Unmittelbar nachdem er von seinem Arbeitgeber auf das Bild angesprochen worden war, habe er sich dafür entschuldigt und es gelöscht. Darüber hinaus habe es während W.s mehr als 14-jährigem Arbeitsverhältnis nie einen Grund zu Beanstandungen gegeben. Dies alles begründet der Vorsitzenden Richterin Sigrid Pult-Wilhelm zufolge, dass der Lokführer nicht habe gekündigt werden dürfen. Schriftlich wurde er zudem dazu aufgefordert, künftig "sensibler in sozialen Netzwerken zu agieren".

Die DB Regio hatte W.s Verhalten in der vorangegangenen Verhandlung als untragbar bezeichnet, da auch Flüchtlinge in den Zügen fahren würden. "Für uns ist es eine menschenverachtende, rassistische Äußerung", sagte eine Vertreterin des Unternehmens damals. Aus diesem Grund habe DB Regio W. fristlos gekündigt.

"Geschäftsschädigende" Wirkung

Das von W. im vergangenen Herbst eingestellte Bild war zuvor auf der polnischen Satire-Webseite chamsko.pl erschienen. Der 37-jährige Vater zweier Kinder, der auf seinem Facebook-Profil auch sein Beschäftigungsverhältnis bei der Deutschen Bahn angegeben hatte, habe mit seinem Eintrag satirisch seine Kritik an die polnische Regierung signalisieren wollen - diese lehnt die Aufnahme von Flüchtlingen vehement ab. Diesen Einwand ließ das Gericht aber nicht gelten: Bei dem Bild sei "objektiv nicht erkennbar", dass es sich um Satire handle. Text sowie Foto seien daher nicht von der Meinungsfreiheit gedeckt. Stattdessen könne sich der Facebook-Eintrag "ruf- und geschäftsschädigend" auf DB Regio auswirken. W.s Verhalten habe seine Pflichten verletzt. Trotzdem falle eine Abwägung der Interessen zu seinen Gunsten aus.

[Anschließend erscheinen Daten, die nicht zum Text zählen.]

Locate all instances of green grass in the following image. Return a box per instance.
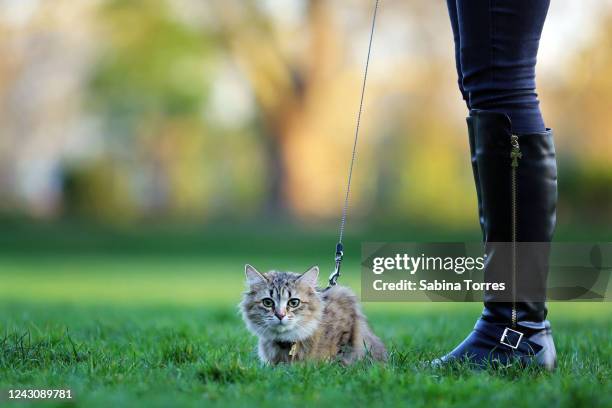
[0,254,610,408]
[1,302,610,408]
[0,222,610,407]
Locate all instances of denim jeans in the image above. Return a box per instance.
[446,0,550,134]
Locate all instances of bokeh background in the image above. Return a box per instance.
[2,4,611,406]
[0,0,611,305]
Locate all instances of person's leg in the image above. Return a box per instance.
[458,0,554,325]
[445,0,469,107]
[437,0,557,369]
[457,0,550,134]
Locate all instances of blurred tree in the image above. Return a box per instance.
[89,0,212,130]
[543,11,612,224]
[212,0,474,223]
[212,0,334,216]
[83,0,217,219]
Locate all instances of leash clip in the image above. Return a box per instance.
[327,243,344,287]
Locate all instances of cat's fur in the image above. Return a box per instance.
[240,264,386,365]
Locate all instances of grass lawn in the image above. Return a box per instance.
[1,252,610,408]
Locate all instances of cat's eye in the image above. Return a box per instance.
[261,298,274,308]
[287,298,301,308]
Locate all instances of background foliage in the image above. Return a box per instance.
[0,0,610,228]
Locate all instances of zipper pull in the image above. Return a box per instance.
[510,135,522,168]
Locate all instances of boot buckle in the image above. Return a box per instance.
[500,327,524,349]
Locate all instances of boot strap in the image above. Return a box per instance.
[474,319,543,355]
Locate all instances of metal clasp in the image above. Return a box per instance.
[500,327,524,349]
[327,243,344,287]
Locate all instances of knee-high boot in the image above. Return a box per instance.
[436,110,557,370]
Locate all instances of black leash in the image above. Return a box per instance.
[327,0,380,289]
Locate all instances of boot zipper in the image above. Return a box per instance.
[510,135,522,328]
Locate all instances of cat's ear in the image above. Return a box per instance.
[298,266,319,287]
[245,264,267,286]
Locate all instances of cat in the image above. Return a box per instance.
[240,264,387,365]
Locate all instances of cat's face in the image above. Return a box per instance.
[240,265,323,342]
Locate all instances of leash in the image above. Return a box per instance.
[327,0,380,289]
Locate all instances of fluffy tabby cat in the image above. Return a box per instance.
[240,264,386,364]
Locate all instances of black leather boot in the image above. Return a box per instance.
[466,115,485,240]
[435,110,558,370]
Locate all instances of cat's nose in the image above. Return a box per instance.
[274,310,286,320]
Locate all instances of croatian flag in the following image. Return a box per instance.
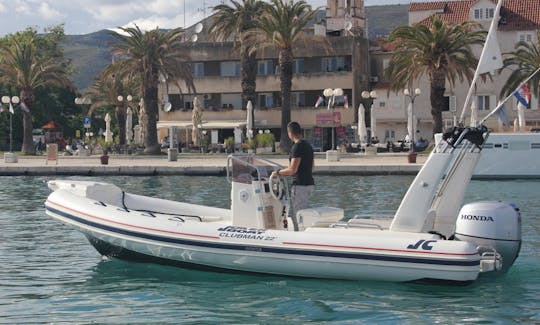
[20,101,30,113]
[314,96,324,108]
[343,95,349,109]
[496,103,510,126]
[514,85,531,107]
[9,102,15,114]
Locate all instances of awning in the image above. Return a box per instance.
[157,121,193,129]
[201,121,246,129]
[158,120,246,129]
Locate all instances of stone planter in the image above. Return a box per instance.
[365,147,377,155]
[326,150,340,162]
[4,152,18,163]
[168,148,178,161]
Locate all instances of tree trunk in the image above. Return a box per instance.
[429,69,446,136]
[279,48,294,152]
[143,85,161,154]
[115,106,127,145]
[241,45,257,111]
[20,89,35,155]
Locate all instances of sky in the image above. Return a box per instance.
[0,0,421,36]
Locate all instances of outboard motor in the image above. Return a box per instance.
[455,201,521,272]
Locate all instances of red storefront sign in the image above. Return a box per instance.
[316,112,341,127]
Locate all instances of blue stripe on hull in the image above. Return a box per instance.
[46,206,479,267]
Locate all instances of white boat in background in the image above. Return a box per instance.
[435,132,540,178]
[45,126,522,284]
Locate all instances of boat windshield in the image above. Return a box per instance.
[227,154,279,184]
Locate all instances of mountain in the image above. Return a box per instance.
[62,4,408,91]
[62,30,115,92]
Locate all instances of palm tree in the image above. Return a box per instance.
[86,70,140,145]
[210,0,267,112]
[0,31,71,154]
[501,30,540,98]
[109,25,195,154]
[386,17,485,135]
[254,0,320,151]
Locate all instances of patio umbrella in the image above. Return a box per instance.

"Danke", sagte Anton W. zur Richterin nach der Urteilsverkündung. Seine Hände zitterten. "Ja, sehr gut", tönte es aus dem Zuschauerraum. Dort saß eine Gruppe Männer, offensichtlich Arbeitskollegen von W. Nur wenige Minuten hat die Sitzung gedauert. W. und seine Frau lagen sich anschließend kurz in den Armen, verließen dann den Verhandlungsraum. "Ich bin erleichtert", sagte der Lokführer. Er möchte so bald wie möglich wieder zurück an seinen Arbeitsplatz.